Provincial courts in Saskatchewan now have official protocols in place in regard to smudging.
The new protocols lay out how someone can go about requesting a smudge in a provincial courtroom. Chief Judge for the Provincial Court of Saskatchewan, Shannon Metivier, told MBC Radio News that there are two specific instances where the new protocols could be applied.
“The protocol anticipates there might be two types of proceedings where smudging might be appropriate. One is part of a particular court proceedings; so that might be a witness to proceeding or a accused person or a victim,” she said.
The second instance where the protocols could be looked to and used is at a ceremony where a new judge is being sworn in or when new court facilities are being opened up. Metivier said in the first instance the decision will be left up to individual judges, while in the second instance the decision will be made by the province’s chief judge.
Metivier explained the new protocols were developed by the provincial court’s Indigenous Communities Committee which is made up of some of the provincial court’s judges. The committee looks at issues surrounding reconciliation and Indigenous law. The chief judge said having an official set of protocols in place for smudging is important.

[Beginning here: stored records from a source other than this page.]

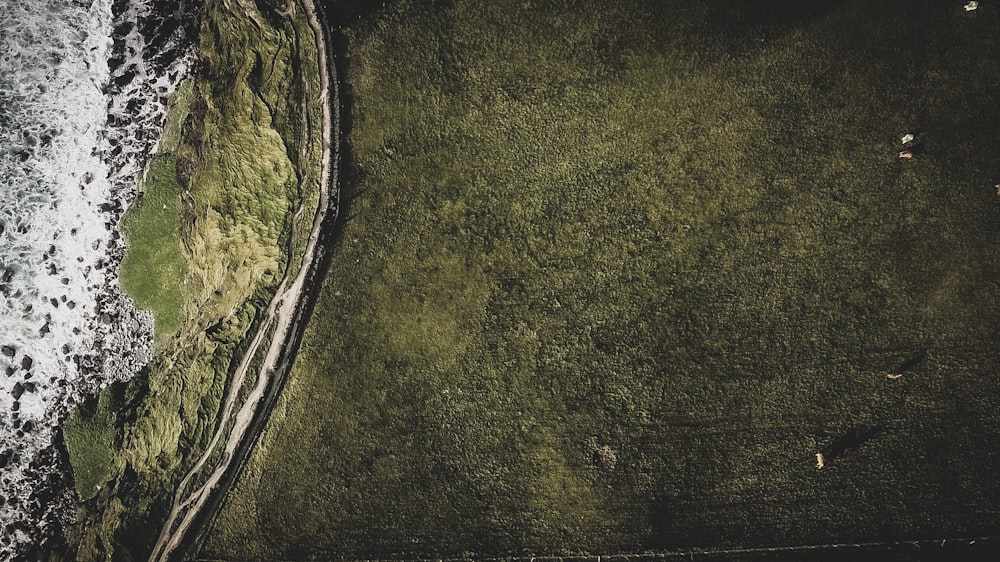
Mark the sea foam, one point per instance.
(74, 132)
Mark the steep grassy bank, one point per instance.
(227, 203)
(613, 273)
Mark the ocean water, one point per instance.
(83, 85)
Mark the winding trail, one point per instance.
(283, 313)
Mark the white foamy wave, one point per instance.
(52, 182)
(73, 134)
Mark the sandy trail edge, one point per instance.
(280, 313)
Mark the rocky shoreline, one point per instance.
(151, 54)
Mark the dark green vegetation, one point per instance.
(227, 204)
(90, 440)
(613, 272)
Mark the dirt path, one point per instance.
(280, 314)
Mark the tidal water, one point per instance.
(83, 85)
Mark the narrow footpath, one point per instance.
(284, 316)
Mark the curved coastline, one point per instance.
(290, 315)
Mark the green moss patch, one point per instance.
(154, 269)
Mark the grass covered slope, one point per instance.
(613, 273)
(228, 201)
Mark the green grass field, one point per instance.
(611, 274)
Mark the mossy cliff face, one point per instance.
(226, 203)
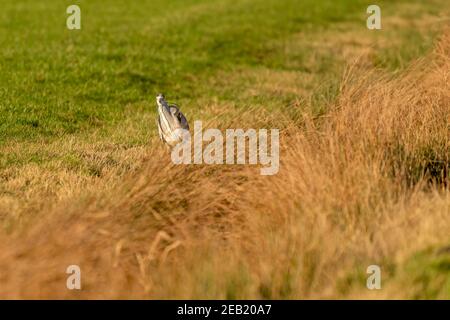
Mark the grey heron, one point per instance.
(170, 121)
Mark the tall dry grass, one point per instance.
(367, 183)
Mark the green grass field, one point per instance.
(77, 107)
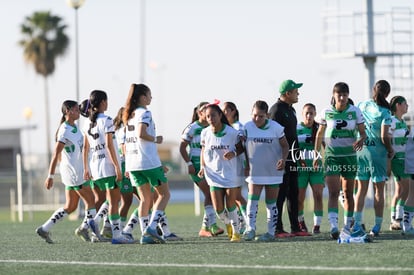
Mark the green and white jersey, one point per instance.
(306, 144)
(409, 154)
(192, 134)
(120, 140)
(140, 154)
(399, 132)
(71, 164)
(218, 171)
(375, 116)
(341, 130)
(100, 163)
(264, 151)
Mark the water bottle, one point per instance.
(343, 241)
(352, 240)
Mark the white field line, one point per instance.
(220, 266)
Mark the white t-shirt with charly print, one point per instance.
(263, 152)
(140, 154)
(100, 163)
(120, 140)
(220, 172)
(71, 165)
(341, 130)
(192, 134)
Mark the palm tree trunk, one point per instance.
(47, 120)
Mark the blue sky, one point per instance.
(196, 50)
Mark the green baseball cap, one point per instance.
(288, 85)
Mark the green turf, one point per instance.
(23, 252)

“I think it is important for reconciliation. It’s one thing to do something on an ad hoc basis, but it’s another to have a public facing protocol that makes it more accessible,” she said.
A smudge has already been done in a provincial courtroom using the new protocols. This happened when two people entered guilty pleas in Saskatoon for their roles in the death of Megan Gallagher. Prior to the new protocols officially going into effect people who were looking to request smudging had to put in a request to the Indigenous Communities Committee to get an approval.
The chief judge said the Gallagher hearing in Saskatoon is the only instance she knows of where the new protocols have been used. Metivier said she believes the new protocols will lead to smudging becoming a more common practice in Saskatchewan’s courts.
“I think they will just (become more common) because the public is aware of the opportunity. There might have been some lawyers or some members of the public who knew that it was possible before. Certainly in some of the First Nations communities we would see them more regularly, but this gives the public greater access by knowing how to apply and how to approach it,” she said.